Tal cenário afronta:
-Os princípios do SUS (Lei 8.080/90);
-As normas sanitárias da ANVISA;
-As diretrizes de segurança do paciente;
-Os princípios da administração pública (art. 37 da CF).
Diante disso, solicita-se com urgência:
Apuração imediata dos fatos;
Avaliação técnica da capacidade instalada do HJXXIII;
Suspensão da transferência até adequação estrutural;
Garantia de condições dignas de atendimento e organização de fluxos;
Adoção das medidas cabíveis e responsabilização dos gestores, se for o caso.

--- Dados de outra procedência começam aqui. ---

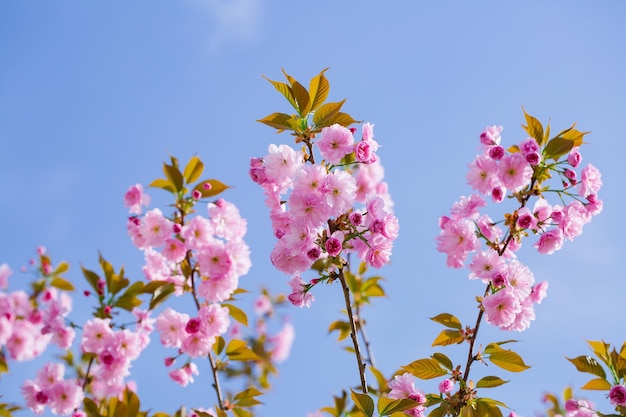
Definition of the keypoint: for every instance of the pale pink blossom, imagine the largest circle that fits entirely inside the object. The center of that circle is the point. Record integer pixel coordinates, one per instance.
(491, 135)
(262, 305)
(514, 172)
(198, 232)
(501, 308)
(590, 181)
(135, 198)
(336, 142)
(155, 228)
(299, 296)
(550, 241)
(282, 164)
(617, 395)
(226, 220)
(482, 174)
(446, 385)
(339, 189)
(457, 240)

Segue, em anexo, a denúncia formal assinada via GOV.br.
Sem mais, colocamo-nos à disposição para eventuais esclarecimentos.
Atenciosamente,
Dra. Andrea Fontenelle, Diretora Clínica do HMAL
Dra. Denise Ribeiro Teixeira, Vice-Diretora Clínica do HMAL
Maria Soares, Representante dos trabalhadores do HMAL
Não é possível que o Ministério Público de MG, o Ministério Público Federal, por se tratar de ameaça aos interesses do SUS, o Tribunal de Contas do Estado de MG, a Assembleia Legislativa de MG, o CRM-Conselho Regional de Medicina de MG, a Vigilância Sanitária, o Secretário de Estado da Saúde de MG, ou até mesmo o próprio governador do Estado, Mateus Simões, num rasgo de sensatez, nada façam.
Estão em risco a vida e a integridade física de seres humanos.